Symposium on Explainability 2023 Abstracts
Monday, 27.03.2023

Below you can find the abstracts to for the talks of the WhiteBox Symposium on Explainability 2023

Time: 10:00

Speaker:

Carlos Zednik
Eindhoven University of Technology, Netherlands

Abstract:

The discipline of Explainable AI is plagued by an inconsistent use of terminology. Although it is widely agreed that transparency is important, it is unclear how it should actually be achieved through explanation, interpretation, and justification. In this talk, I aim to provide conceptual clarity by integrating these and related terms within a larger normative framework for explainable AI. By considering the distinct knowledge requirements of different stakeholders and how those requirements might be met by different analytic techniques, I aim to clarify what explainable AI can actually do, what it cannot do, and what role it plays in the responsible development and use of artificial intelligence.

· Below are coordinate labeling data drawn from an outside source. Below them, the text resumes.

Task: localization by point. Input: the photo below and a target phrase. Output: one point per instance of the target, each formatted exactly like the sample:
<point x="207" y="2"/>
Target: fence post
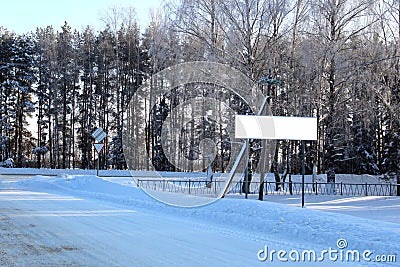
<point x="341" y="188"/>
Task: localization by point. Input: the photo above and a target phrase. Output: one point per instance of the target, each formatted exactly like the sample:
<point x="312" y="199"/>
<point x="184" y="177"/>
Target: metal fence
<point x="202" y="187"/>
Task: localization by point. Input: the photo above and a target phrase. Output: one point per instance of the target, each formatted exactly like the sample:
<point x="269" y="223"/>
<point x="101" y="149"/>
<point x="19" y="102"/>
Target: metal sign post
<point x="98" y="147"/>
<point x="98" y="135"/>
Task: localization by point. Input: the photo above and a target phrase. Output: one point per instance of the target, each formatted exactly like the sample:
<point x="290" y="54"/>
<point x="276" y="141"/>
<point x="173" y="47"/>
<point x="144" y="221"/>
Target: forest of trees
<point x="337" y="60"/>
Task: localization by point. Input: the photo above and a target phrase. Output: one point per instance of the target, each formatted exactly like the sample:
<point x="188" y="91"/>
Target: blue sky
<point x="22" y="16"/>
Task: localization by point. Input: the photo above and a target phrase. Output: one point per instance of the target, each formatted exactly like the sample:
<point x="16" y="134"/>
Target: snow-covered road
<point x="40" y="229"/>
<point x="86" y="221"/>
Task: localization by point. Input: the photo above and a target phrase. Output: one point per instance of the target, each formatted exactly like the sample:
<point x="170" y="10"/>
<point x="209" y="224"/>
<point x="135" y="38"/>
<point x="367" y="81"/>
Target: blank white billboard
<point x="275" y="127"/>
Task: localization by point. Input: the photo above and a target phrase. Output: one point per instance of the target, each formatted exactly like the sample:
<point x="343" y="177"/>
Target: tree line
<point x="337" y="60"/>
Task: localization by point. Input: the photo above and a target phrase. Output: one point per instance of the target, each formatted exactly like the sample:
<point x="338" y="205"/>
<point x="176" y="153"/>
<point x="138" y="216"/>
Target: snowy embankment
<point x="276" y="225"/>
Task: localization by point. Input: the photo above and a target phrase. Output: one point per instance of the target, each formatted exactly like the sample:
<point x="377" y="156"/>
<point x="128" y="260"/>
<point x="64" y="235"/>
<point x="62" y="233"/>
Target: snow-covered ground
<point x="83" y="220"/>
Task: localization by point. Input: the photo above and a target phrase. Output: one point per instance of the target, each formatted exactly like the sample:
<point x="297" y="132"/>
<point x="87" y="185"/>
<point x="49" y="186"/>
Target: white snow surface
<point x="83" y="220"/>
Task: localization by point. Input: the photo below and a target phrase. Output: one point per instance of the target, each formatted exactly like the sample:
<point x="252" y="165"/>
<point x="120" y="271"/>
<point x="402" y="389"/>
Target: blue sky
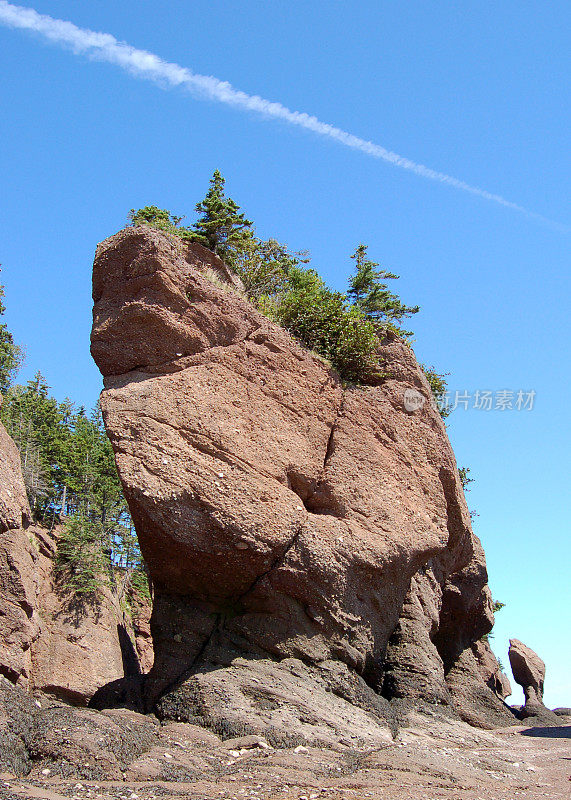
<point x="475" y="90"/>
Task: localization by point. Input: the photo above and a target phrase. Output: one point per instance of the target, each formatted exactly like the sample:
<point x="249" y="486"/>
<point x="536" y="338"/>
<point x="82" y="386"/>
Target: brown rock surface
<point x="85" y="641"/>
<point x="281" y="515"/>
<point x="528" y="670"/>
<point x="50" y="640"/>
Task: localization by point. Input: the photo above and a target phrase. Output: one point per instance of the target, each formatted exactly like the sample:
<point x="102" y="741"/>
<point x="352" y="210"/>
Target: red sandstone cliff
<point x="282" y="516"/>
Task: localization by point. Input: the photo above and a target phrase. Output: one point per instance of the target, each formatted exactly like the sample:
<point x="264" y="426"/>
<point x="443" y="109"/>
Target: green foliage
<point x="323" y="321"/>
<point x="140" y="584"/>
<point x="343" y="329"/>
<point x="70" y="476"/>
<point x="496" y="606"/>
<point x="11" y="355"/>
<point x="465" y="479"/>
<point x="370" y="294"/>
<point x="221" y="227"/>
<point x="81" y="561"/>
<point x="264" y="268"/>
<point x="438" y="387"/>
<point x="157" y="218"/>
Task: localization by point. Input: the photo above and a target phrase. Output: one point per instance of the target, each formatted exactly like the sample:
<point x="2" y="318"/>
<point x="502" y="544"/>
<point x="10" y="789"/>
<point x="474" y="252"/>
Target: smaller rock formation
<point x="529" y="671"/>
<point x="51" y="641"/>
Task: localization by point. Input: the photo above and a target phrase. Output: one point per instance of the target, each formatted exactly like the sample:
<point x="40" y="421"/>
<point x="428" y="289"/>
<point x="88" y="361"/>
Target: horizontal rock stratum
<point x="304" y="539"/>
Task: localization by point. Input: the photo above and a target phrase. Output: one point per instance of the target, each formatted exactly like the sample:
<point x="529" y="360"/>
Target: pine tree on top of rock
<point x="221" y="227"/>
<point x="372" y="296"/>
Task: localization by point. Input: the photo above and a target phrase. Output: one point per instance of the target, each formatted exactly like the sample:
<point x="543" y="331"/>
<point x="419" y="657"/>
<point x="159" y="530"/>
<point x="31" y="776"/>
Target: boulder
<point x="491" y="670"/>
<point x="528" y="670"/>
<point x="17" y="718"/>
<point x="282" y="515"/>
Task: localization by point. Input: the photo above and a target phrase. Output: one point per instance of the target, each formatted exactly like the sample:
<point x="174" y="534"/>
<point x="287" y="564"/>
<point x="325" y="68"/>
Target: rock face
<point x="51" y="641"/>
<point x="282" y="516"/>
<point x="529" y="671"/>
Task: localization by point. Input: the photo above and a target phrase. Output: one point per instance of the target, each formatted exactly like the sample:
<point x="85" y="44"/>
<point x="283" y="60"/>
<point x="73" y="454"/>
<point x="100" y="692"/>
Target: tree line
<point x="70" y="478"/>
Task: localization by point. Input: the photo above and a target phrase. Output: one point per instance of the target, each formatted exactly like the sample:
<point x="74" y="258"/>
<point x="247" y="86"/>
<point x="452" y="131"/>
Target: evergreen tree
<point x="264" y="267"/>
<point x="10" y="353"/>
<point x="369" y="292"/>
<point x="221" y="227"/>
<point x="157" y="218"/>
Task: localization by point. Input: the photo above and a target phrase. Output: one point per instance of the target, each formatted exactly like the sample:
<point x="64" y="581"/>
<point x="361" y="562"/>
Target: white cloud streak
<point x="148" y="66"/>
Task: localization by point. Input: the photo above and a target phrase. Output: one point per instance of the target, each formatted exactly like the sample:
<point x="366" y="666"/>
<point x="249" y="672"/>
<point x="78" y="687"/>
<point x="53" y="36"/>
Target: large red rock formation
<point x="281" y="514"/>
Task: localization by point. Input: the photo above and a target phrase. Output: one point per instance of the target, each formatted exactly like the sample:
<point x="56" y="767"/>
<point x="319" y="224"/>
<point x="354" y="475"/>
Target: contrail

*** presentation cancelled due German traffic strike on Monday, 27 March ***

Speaker:

Ruth M.J. Byrne
Trinity College Dublin, University of Dublin, Ireland

Abstract:

Insights from cognitive science about how people understand explanations can be instructive for the use of explanations in eXplainable Artificial Intelligence (XAI). People often create counterfactual explanations for their decisions, in which they consider how an outcome would have been different, if some antecedent events had been different. Counterfactual explanaitions are closely related to causal ones, but people tend to reason differently about counterfactual and causal explanations. I discuss recent experimental discoveries that people focus on controllable actions when they generate counterfactual explanations but not causal ones, and that people tend to envisage multiple possibilities when they understand counterfactuals but not causals. I also discuss current empirical findings that people tend to subjectively prefer counterfactual to causal explanations for an AI system’s decision, in familiar and unfamiliar domains; but there are few differences in people’s objective accuracy in predicting an AI system’s decisions whether they have been given counterfactual or causal explanations. I suggest that central to the XAI endeavour is the requirement that automated explanations provided by an AI system must make sense to human users.

Time: 15:00

Speaker:

Wojciech Samek
TU Berlin, Fraunhofer HHI

Abstract:

The emerging field of Explainable AI (XAI) aims to bring transparency to today's powerful but opaque deep learning models. This talk will present Concept Relevance Propagation (CRP), a next-generation XAI technique which explains individual predictions in terms of localized and human-understandable concepts. Other than the related state-of-the-art, CRP not only identifies the relevant input dimensions (e.g., pixels in an image) but also provides deep insights into the model’s representation and the reasoning process. This makes CRP a perfect tool for AI-supported knowledge discovery in the sciences. In the talk we will demonstrate on multiple datasets, model architectures and application domains, that CRP-based analyses allow one to (1) gain insights into the representation and composition of concepts in the model as well as quantitatively investigate their role in prediction, (2) identify and counteract Clever Hans filters focusing on spurious correlations in the data, and (3) analyze whole concept subspaces and their contributions to fine-grained decision making. By lifting XAI to the concept level, CRP opens up a new way to analyze, debug and interact with ML models, which is of particular interest in safety-critical applications and the sciences.